Ethanol precipitation problem ! - (Nov/29/2009 )
Hi,
In the past I have carried out heaps of phenol/chloroform clean ups of DNA but this morning....probably due to an excess of coffee....I made a bit of a blunder and I'm hoping all you clever people can help me out.
Basically I have taken a 100ul restriction enzyme-treated plasmid DNA sample through a Phenol then phenol/chloroform then chloroform clean up.

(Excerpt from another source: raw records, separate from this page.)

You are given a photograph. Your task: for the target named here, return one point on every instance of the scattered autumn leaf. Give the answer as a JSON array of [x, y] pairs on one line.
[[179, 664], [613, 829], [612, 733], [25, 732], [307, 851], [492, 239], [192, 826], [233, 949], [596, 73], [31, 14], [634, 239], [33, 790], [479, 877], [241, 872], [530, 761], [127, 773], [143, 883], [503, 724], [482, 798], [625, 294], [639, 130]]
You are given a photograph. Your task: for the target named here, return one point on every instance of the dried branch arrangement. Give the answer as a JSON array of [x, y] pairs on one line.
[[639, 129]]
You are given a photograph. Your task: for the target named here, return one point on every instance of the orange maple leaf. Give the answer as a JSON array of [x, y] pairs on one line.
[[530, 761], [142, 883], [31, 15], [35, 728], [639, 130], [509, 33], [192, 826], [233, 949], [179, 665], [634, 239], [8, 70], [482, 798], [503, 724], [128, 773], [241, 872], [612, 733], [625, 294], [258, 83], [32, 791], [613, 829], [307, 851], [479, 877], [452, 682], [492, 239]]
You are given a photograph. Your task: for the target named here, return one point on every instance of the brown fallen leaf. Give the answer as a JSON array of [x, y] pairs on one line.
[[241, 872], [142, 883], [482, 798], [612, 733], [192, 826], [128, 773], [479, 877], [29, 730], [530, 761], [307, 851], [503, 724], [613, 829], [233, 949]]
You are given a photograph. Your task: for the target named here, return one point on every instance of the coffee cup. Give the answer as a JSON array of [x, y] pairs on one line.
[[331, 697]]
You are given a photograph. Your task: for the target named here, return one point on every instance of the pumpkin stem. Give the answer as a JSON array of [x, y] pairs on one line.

Unfortunately, instead of removing the aqueous layer after the final spin (chloroform and my DNA) I added the 100% Ethanol straight to the whole lot....doh ! I must now have in my sample 100ul DNA / 100ul Chloroform and 200ul 100% EtOH. My initial thought is to add more ethanol and place it in the -80'C freezer, leave for a while and then spin it down and hope to precipitate out the DNA......will this work ? Would adding Na Acetate help ?
Cheers in advance for the help !
GG
I'd be concerned that the ethanol would mix in both the water and chloroform layers. If this was a throw away sample, I'd just do it again. If a precious sample, I would add substantially more chloroform (perhaps 1-2 ml) and some more water, diluting the ethanol, spin, and recover the aqueous layer. You could extract with water a second time to get residual DNA. Then I'd precipitate as normal (perhaps with some pellet paint or glycogen to help things along due to the low DNA concentrations).